Matthias Walkner fährt in der Offroad-Bekleidung, die Heinz’ Sohn Hannes Kinigadner designt, das ist vielleicht eine Geste der Dankbarkeit von Walkner, denn er hat Heinz Kinigadner einiges zu verdanken.
«Hiasi ist 2012 MX3-Weltmeister geworden, er hat sich damals alles selbst finanzieren müssen, das war ja eine Art Cross-Weltmeisterschaft für Amateure gewesen, an der sich die Werke nicht engagiert haben», blendet Heinz Kinigadner zurück. «Er hat als Weltmeister nichts verdient und ist mir leeren Händen dagestanden.
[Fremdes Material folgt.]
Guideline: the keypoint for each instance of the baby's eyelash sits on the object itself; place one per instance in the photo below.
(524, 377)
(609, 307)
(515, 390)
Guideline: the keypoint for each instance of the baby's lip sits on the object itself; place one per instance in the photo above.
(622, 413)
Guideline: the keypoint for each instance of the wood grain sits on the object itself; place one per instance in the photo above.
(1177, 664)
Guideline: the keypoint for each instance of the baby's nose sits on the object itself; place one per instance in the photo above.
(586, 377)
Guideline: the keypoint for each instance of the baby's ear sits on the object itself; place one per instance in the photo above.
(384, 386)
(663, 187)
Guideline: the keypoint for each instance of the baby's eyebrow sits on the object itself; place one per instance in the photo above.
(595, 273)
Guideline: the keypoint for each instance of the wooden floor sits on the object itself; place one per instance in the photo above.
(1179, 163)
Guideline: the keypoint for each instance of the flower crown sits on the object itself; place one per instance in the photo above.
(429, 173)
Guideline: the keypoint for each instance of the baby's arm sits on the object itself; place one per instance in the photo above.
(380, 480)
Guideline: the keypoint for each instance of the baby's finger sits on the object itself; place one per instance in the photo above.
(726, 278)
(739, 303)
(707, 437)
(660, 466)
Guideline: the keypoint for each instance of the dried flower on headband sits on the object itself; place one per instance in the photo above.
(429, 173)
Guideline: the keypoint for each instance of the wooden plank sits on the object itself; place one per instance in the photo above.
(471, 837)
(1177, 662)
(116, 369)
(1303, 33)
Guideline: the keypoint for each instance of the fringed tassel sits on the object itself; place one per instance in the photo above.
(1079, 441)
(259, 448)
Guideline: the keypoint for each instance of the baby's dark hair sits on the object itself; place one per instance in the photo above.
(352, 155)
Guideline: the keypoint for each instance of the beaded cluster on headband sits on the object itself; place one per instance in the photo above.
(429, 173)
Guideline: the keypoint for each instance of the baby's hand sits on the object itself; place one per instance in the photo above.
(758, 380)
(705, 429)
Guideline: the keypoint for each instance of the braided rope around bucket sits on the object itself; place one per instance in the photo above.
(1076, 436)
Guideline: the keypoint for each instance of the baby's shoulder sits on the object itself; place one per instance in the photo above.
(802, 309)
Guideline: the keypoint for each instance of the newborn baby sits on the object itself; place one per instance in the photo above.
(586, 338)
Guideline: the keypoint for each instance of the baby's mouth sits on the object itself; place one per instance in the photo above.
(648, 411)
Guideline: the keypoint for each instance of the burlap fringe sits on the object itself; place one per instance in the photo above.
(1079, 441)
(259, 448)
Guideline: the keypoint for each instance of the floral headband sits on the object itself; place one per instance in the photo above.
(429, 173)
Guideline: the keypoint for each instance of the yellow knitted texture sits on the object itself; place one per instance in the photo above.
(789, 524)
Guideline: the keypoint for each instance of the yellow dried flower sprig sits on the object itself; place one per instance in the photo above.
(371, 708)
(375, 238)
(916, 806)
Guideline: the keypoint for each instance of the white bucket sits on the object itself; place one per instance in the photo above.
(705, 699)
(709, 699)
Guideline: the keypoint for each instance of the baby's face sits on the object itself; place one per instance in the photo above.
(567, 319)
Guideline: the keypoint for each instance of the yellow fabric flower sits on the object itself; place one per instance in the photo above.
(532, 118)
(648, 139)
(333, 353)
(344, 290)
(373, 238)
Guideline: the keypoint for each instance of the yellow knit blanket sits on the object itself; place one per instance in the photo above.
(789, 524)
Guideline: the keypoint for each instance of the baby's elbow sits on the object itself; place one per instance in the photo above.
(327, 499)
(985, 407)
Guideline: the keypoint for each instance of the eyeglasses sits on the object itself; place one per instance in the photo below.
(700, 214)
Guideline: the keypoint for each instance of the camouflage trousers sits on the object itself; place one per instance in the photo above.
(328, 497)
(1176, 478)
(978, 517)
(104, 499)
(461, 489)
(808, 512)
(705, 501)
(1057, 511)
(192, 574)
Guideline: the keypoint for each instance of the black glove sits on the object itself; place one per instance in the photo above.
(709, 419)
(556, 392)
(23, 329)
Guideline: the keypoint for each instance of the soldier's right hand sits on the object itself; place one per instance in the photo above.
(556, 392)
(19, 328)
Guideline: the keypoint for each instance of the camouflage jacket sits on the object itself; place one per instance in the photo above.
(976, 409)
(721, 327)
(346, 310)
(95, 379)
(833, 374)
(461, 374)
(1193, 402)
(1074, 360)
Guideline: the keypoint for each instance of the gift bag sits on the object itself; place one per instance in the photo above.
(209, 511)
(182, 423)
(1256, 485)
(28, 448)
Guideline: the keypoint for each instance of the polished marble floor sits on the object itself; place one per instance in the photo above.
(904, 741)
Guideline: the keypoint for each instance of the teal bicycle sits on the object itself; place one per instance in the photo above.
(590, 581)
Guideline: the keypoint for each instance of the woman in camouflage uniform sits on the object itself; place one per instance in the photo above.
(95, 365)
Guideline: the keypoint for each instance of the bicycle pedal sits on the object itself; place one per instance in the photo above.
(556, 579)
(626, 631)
Nach 2013 wurde diese Kategorie sogar noch vom WM-Kalender gestrichen. Hiasi hat mich gefragt, was er tun soll. Er meinte, er könnte Enduro-Fahrer werden. Ich habe entgegnet: 'Da hast du noch weniger Aussichten, dir etwas aufzubauen als beim Motocross-Fahren in der MX3.' Ich habe Hiasi empfohlen: ‚Probier’ Rallye.’»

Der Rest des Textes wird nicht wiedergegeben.